The decision of the district court will be vacated and the matter remanded for action consistent with this opinion.

. New Jersey has by statute delegated authority to the University Board of Governors to promulgate regulations governing university policy. 18A N.J.Stat.Ann. §§ 65-25, 65-28 (West 1984).

. Such tenure decisions are based generally on the criteria set forth in University Regulation 3.30, including teaching effectiveness, scholarly and creative activity, research accomplishments, and professional activity.
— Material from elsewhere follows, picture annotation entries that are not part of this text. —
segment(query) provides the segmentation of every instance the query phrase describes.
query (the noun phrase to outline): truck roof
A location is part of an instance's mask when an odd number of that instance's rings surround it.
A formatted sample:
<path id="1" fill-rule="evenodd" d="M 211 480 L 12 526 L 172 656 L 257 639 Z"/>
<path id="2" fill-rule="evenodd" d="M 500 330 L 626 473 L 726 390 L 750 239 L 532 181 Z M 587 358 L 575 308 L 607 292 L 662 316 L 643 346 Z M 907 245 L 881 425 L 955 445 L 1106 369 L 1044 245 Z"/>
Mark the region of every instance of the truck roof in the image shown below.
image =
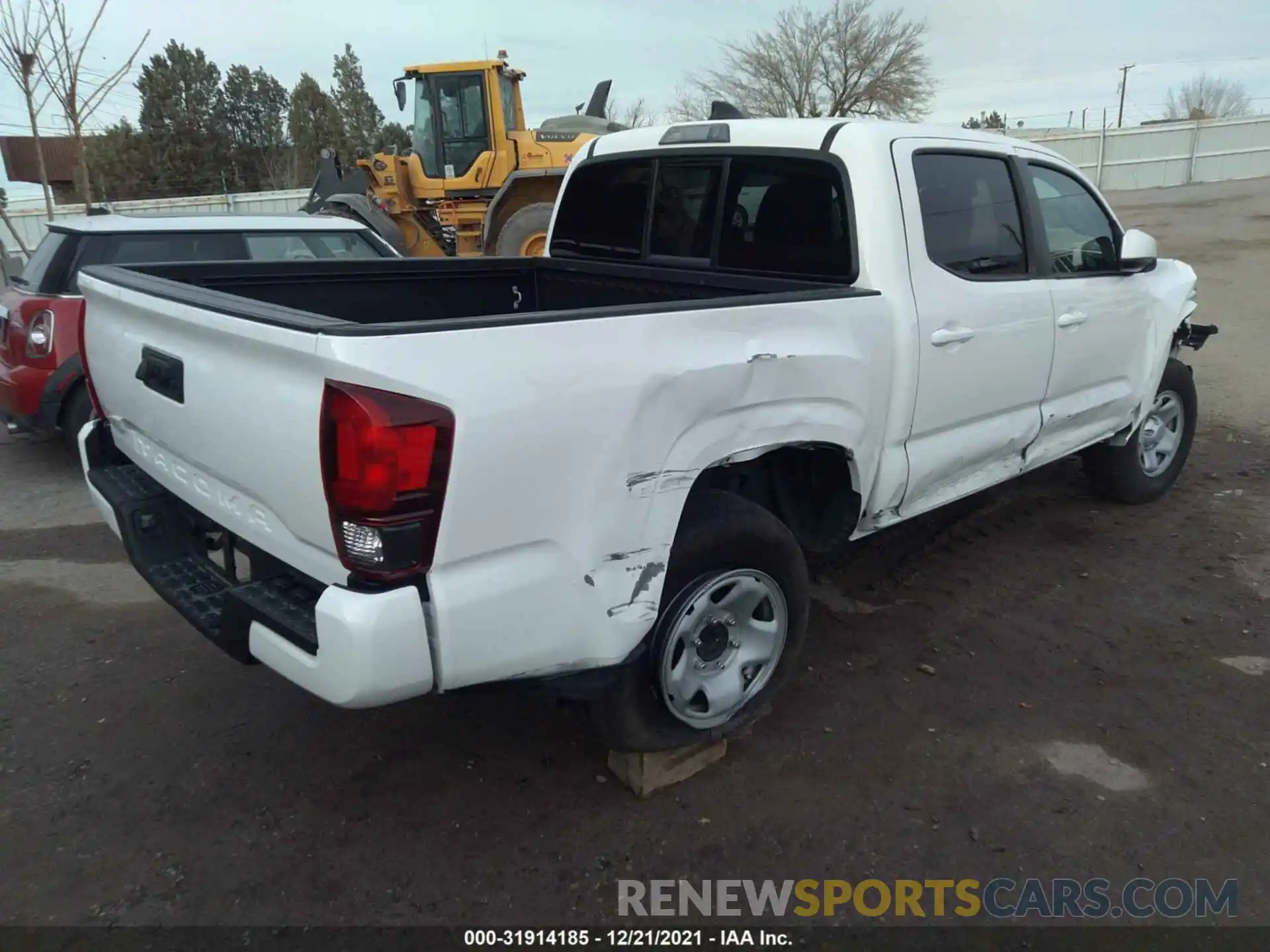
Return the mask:
<path id="1" fill-rule="evenodd" d="M 79 215 L 57 218 L 50 231 L 114 235 L 130 231 L 366 231 L 349 218 L 326 215 Z"/>
<path id="2" fill-rule="evenodd" d="M 964 129 L 959 126 L 939 126 L 923 122 L 892 122 L 869 117 L 831 117 L 823 119 L 718 119 L 705 122 L 679 122 L 669 126 L 649 126 L 644 128 L 613 132 L 596 140 L 593 155 L 616 155 L 644 150 L 674 150 L 682 147 L 710 147 L 712 142 L 692 142 L 678 145 L 659 145 L 662 136 L 672 126 L 716 126 L 729 127 L 730 141 L 726 146 L 765 147 L 765 149 L 820 149 L 829 129 L 841 127 L 834 142 L 855 142 L 860 146 L 876 145 L 889 149 L 897 138 L 946 138 L 968 143 L 984 143 L 999 147 L 1022 146 L 1038 152 L 1045 152 L 1054 159 L 1067 161 L 1058 152 L 1035 142 L 1008 138 L 1001 132 Z M 718 143 L 726 147 L 724 143 Z"/>

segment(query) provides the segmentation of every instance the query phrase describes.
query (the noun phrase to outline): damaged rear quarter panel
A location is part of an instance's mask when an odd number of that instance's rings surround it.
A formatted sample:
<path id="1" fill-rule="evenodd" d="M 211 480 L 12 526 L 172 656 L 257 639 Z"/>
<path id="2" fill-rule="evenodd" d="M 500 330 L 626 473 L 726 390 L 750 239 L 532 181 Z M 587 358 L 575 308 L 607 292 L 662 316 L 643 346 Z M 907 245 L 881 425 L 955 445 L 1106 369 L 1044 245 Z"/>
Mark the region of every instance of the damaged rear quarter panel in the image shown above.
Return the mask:
<path id="1" fill-rule="evenodd" d="M 455 414 L 428 578 L 438 685 L 622 660 L 693 481 L 729 454 L 818 440 L 871 473 L 890 320 L 866 296 L 333 340 L 344 378 Z"/>

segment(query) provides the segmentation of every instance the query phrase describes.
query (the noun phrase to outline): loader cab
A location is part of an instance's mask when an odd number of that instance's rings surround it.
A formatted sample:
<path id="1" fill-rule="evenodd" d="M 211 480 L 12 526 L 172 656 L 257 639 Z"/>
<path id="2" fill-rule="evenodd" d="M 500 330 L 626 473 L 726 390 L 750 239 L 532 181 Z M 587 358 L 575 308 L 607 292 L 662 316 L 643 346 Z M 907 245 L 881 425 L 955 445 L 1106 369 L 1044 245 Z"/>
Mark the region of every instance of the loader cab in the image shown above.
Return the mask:
<path id="1" fill-rule="evenodd" d="M 525 128 L 522 76 L 500 60 L 406 70 L 398 103 L 411 112 L 410 146 L 424 179 L 443 179 L 446 190 L 476 190 L 514 168 L 508 133 Z"/>

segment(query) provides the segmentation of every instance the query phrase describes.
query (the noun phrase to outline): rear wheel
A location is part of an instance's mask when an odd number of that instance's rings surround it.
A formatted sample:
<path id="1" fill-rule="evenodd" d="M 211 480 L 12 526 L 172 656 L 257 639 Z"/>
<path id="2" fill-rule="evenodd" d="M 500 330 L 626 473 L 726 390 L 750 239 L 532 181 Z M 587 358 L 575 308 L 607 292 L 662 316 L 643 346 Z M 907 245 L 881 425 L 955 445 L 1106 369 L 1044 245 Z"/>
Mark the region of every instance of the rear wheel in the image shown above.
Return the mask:
<path id="1" fill-rule="evenodd" d="M 1085 451 L 1090 486 L 1105 499 L 1132 505 L 1160 499 L 1186 465 L 1198 410 L 1190 367 L 1170 358 L 1147 419 L 1129 442 Z"/>
<path id="2" fill-rule="evenodd" d="M 93 399 L 88 393 L 88 385 L 76 383 L 75 390 L 62 404 L 62 415 L 57 424 L 62 432 L 62 440 L 71 452 L 79 453 L 79 432 L 91 418 Z"/>
<path id="3" fill-rule="evenodd" d="M 592 704 L 610 749 L 721 740 L 756 720 L 798 666 L 808 599 L 780 519 L 729 493 L 691 496 L 648 651 Z"/>
<path id="4" fill-rule="evenodd" d="M 521 208 L 503 222 L 494 242 L 499 256 L 538 258 L 547 250 L 547 228 L 551 226 L 551 202 L 535 202 Z"/>

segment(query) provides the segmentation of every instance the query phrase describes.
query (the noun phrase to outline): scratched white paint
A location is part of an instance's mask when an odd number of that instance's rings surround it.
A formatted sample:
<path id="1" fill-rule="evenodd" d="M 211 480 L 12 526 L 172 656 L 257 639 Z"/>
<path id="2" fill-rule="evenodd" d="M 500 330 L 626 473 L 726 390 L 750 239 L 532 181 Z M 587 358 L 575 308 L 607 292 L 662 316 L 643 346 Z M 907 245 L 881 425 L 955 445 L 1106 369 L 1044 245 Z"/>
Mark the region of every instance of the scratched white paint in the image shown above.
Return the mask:
<path id="1" fill-rule="evenodd" d="M 1245 674 L 1266 674 L 1270 671 L 1270 658 L 1253 658 L 1251 655 L 1240 655 L 1238 658 L 1218 658 L 1222 664 L 1228 664 L 1237 671 L 1243 671 Z"/>
<path id="2" fill-rule="evenodd" d="M 0 562 L 0 584 L 37 585 L 95 605 L 155 602 L 159 597 L 127 562 L 80 564 L 61 559 Z"/>
<path id="3" fill-rule="evenodd" d="M 1062 774 L 1083 777 L 1118 793 L 1147 787 L 1147 774 L 1123 763 L 1096 744 L 1069 744 L 1055 740 L 1043 744 L 1040 754 Z"/>
<path id="4" fill-rule="evenodd" d="M 819 149 L 831 126 L 841 123 L 734 123 L 726 149 Z M 632 129 L 592 150 L 657 149 L 660 135 Z M 88 275 L 80 283 L 97 392 L 117 443 L 144 471 L 330 585 L 326 605 L 347 605 L 340 617 L 361 619 L 356 638 L 368 646 L 387 644 L 366 621 L 368 597 L 338 588 L 347 570 L 321 479 L 324 382 L 356 381 L 448 407 L 457 420 L 453 454 L 427 631 L 417 632 L 432 649 L 438 684 L 616 664 L 648 635 L 685 500 L 720 461 L 766 447 L 841 447 L 872 514 L 857 529 L 867 533 L 1046 462 L 1045 453 L 1020 452 L 1033 437 L 1066 454 L 1149 404 L 1194 272 L 1162 259 L 1134 279 L 1142 297 L 1129 296 L 1125 306 L 1138 308 L 1132 320 L 1063 333 L 1057 350 L 1043 282 L 965 282 L 930 265 L 912 162 L 893 154 L 897 136 L 908 149 L 913 135 L 922 133 L 847 123 L 832 143 L 855 193 L 859 283 L 876 293 L 340 335 L 314 333 L 316 315 L 295 325 L 244 320 L 180 293 L 160 297 Z M 1025 147 L 979 132 L 925 135 L 1002 155 Z M 566 174 L 563 201 L 568 176 L 583 165 Z M 508 294 L 503 308 L 513 306 Z M 1104 325 L 1140 327 L 1140 336 L 1109 347 L 1099 343 Z M 184 404 L 138 385 L 140 343 L 185 360 Z M 1062 378 L 1069 395 L 1114 392 L 1116 402 L 1082 419 L 1055 406 L 1053 425 L 1041 425 L 1046 378 Z M 1124 387 L 1106 381 L 1132 381 L 1142 392 L 1121 401 Z M 894 514 L 899 500 L 907 508 Z M 626 555 L 612 560 L 618 552 Z M 364 654 L 390 668 L 376 651 Z"/>

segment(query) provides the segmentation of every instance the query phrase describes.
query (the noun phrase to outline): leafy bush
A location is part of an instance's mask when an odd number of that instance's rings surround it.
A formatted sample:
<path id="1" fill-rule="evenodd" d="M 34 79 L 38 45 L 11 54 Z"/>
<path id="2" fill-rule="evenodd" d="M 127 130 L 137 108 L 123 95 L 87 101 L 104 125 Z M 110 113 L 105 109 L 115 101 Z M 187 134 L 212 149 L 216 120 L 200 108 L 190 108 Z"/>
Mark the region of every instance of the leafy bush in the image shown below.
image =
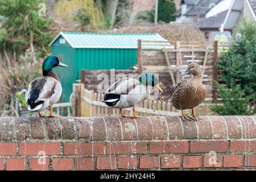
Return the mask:
<path id="1" fill-rule="evenodd" d="M 81 27 L 90 25 L 92 23 L 92 15 L 90 11 L 86 8 L 80 9 L 75 16 L 75 20 L 77 20 Z"/>
<path id="2" fill-rule="evenodd" d="M 158 21 L 169 23 L 174 21 L 175 18 L 172 15 L 176 11 L 175 4 L 174 1 L 159 0 Z"/>
<path id="3" fill-rule="evenodd" d="M 220 115 L 251 115 L 255 113 L 256 107 L 249 104 L 252 98 L 255 97 L 253 94 L 245 96 L 241 86 L 233 85 L 232 88 L 224 84 L 217 84 L 218 94 L 221 97 L 221 104 L 214 104 L 210 109 Z"/>
<path id="4" fill-rule="evenodd" d="M 244 21 L 239 32 L 236 44 L 222 53 L 218 68 L 223 71 L 221 76 L 225 84 L 230 87 L 234 80 L 245 96 L 249 96 L 256 90 L 256 24 Z"/>
<path id="5" fill-rule="evenodd" d="M 0 50 L 15 53 L 16 58 L 32 47 L 40 57 L 50 52 L 48 45 L 53 38 L 49 32 L 51 19 L 39 16 L 38 12 L 38 5 L 44 2 L 0 1 L 0 15 L 5 17 L 0 27 Z"/>
<path id="6" fill-rule="evenodd" d="M 211 109 L 221 115 L 251 115 L 255 113 L 256 24 L 243 21 L 241 36 L 234 39 L 218 61 L 224 84 L 218 84 L 220 105 Z"/>

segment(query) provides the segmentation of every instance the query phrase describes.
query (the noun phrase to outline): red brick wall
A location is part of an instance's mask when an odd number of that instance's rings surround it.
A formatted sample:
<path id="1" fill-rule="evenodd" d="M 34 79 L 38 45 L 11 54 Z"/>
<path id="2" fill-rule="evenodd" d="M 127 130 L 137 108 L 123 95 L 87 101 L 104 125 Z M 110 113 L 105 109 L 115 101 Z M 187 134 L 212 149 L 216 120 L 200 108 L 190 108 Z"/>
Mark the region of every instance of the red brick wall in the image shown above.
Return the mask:
<path id="1" fill-rule="evenodd" d="M 200 118 L 0 118 L 0 170 L 256 169 L 255 116 Z"/>

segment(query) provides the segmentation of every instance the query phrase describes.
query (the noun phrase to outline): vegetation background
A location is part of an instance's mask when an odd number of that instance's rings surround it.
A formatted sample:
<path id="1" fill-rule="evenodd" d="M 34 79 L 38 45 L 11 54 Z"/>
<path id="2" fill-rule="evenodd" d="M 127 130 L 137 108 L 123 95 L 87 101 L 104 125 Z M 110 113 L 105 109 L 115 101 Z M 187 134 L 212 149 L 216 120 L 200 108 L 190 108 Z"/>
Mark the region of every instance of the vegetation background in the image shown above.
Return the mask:
<path id="1" fill-rule="evenodd" d="M 39 16 L 42 3 L 46 5 L 45 16 Z M 24 95 L 16 93 L 42 75 L 42 61 L 51 53 L 48 45 L 61 31 L 158 32 L 172 43 L 204 44 L 204 36 L 195 24 L 171 23 L 175 11 L 171 1 L 159 0 L 158 24 L 153 26 L 154 7 L 135 11 L 134 1 L 1 0 L 0 115 L 15 115 L 16 96 L 26 107 Z M 245 22 L 241 37 L 234 38 L 222 54 L 219 68 L 223 82 L 218 86 L 222 100 L 212 107 L 216 113 L 255 113 L 255 23 Z"/>

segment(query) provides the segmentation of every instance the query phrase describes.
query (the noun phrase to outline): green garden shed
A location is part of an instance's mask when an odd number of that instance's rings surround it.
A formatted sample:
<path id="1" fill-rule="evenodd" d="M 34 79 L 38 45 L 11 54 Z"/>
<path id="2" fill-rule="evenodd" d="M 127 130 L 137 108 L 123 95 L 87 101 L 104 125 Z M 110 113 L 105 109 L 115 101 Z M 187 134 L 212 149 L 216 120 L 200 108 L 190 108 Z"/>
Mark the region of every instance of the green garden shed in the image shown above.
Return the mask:
<path id="1" fill-rule="evenodd" d="M 49 46 L 68 68 L 56 68 L 68 102 L 72 84 L 81 69 L 127 69 L 137 63 L 138 40 L 166 41 L 158 34 L 104 34 L 61 32 Z"/>

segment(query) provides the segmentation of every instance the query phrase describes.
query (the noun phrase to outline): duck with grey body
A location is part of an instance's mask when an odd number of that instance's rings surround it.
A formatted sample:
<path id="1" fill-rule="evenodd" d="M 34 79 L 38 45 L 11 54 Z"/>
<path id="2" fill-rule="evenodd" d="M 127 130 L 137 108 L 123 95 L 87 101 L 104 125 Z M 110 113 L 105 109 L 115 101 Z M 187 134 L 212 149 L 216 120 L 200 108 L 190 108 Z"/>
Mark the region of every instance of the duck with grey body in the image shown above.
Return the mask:
<path id="1" fill-rule="evenodd" d="M 136 115 L 135 105 L 147 99 L 150 93 L 150 87 L 154 86 L 163 92 L 159 86 L 158 78 L 151 74 L 143 74 L 138 79 L 122 78 L 114 83 L 105 92 L 105 102 L 109 107 L 118 108 L 122 117 L 140 117 Z M 123 114 L 122 109 L 133 107 L 133 116 Z"/>
<path id="2" fill-rule="evenodd" d="M 49 107 L 50 117 L 55 117 L 52 105 L 56 103 L 62 93 L 62 87 L 57 75 L 52 69 L 56 67 L 67 67 L 57 56 L 49 56 L 43 63 L 43 77 L 35 78 L 28 85 L 27 98 L 27 110 L 38 112 Z"/>

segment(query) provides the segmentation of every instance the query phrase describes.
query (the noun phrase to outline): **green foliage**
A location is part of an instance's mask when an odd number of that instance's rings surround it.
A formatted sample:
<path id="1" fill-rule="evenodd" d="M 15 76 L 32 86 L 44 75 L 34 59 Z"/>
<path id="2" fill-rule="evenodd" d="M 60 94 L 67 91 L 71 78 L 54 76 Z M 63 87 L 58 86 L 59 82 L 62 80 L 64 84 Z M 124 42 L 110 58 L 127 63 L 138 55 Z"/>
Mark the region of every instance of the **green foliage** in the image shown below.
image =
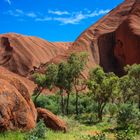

App. at 216.

. For example, appellant Procuniar claimed that he had been promoted to the rank of Assistant Professor in July, 1972, and was employed continuously at that rank or higher until dismissed in June, 1982. Appellant Davis was allegedly appointed as an Assistant Professor in the academic year 1973-74, and was terminated by the University as of June 30, 1981. Finally, Professor Delson asserted that she became an Assistant Professor in 1974, and was terminated on June 30, 1981.

. Six of the seven state court plaintiff-professors were original parties in the federal district court action. During the state court proceedings, the complaints of three of the professors were dismissed, apparently as a result of settlement. App. at 97-98. Thus following the state court’s decision only the three appellants moved to reopen the federal action.

. In general, claim and issue preclusion relieve parties of the cost and vexation of multiple lawsuits, conserve judicial resources, and, by preventing inconsistent decisions, encourage reliance on adjudication. Montana v. United States, 440 U.S. 147, 153, 99 S.Ct. 970, 973, 59 L.Ed.2d 210 (1979). Giving preclusive effect to a state court decision in a later federal § 1983 action serves the policies of finality and judicial economy, and also promotes comity between state and federal courts. Yet, it also subordinates to some degree the strong Congressional policy embodied in § 1983 that federal courts should act as the primary and final arbiter of federal rights. See Zwickler v. Koota, 389 U.S. 241, 88 S.Ct. 391, 19 L.Ed.2d 444 (1967); Monroe v. Pape, 365 U.S. 167, 81 S.Ct. 473, 5 L.Ed.2d 492 (1961); see also Allen, 449 U.S. at 110, 101 S.Ct. at 422 (Blackmun, J., dissenting).

. Abstention is a judge-made vehicle for according "appropriate deference to the ‘respective competence of the state and federal court systems.’” England, 375 U.S. at 415, 84 S.Ct. at 465 (quoting Louisiana P. & L. Co. v. Thibodaux, 360 U.S. 25, 29, 79 S.Ct. 1070, 1073, 3 L.Ed.2d 1058 (1959)). In permitting a federal claimant to return to federal court following abstention be*1047cause of the primacy of the federal judiciary in deciding questions of federal law once federal jurisdiction has been properly invoked, the Court in England also voiced its "recognition of the role of state courts as the final expositors of state law.” England, 375 U.S. at 415, 84 S.Ct. at 465. This same respect for the competence of state courts is evident in the Court’s preclusion decisions. Cf. Allen, 449 U.S. at 105, 101 S.Ct. at 420. "Depriving state judgments [on state law issues] of finality ... would violate basic tenets of comity and federalism ....” Kremer v. Chemical Construction Corp., 456 U.S. 461, 478, 102 S.Ct. 1883, 1896, 72 L.Ed.2d 262 (1982).

. The McDonald decision rested on two bases. Arbitration decisions are not subject to the mandate of § 1738; the plain language of the statute includes only "judicial proceedings.” The Court also analyzed the propriety of a court-fashioned preclusion rule, and under this rubric it high*1049lighted the distinction between a judicial consideration of an individual’s § 1983 claim and an arbitration proceeding brought by a union on behalf of an employee pursuant to a collective bargaining agreement. Here, the district court did not have the benefit of the Supreme Court's unanimous decision in McDonald.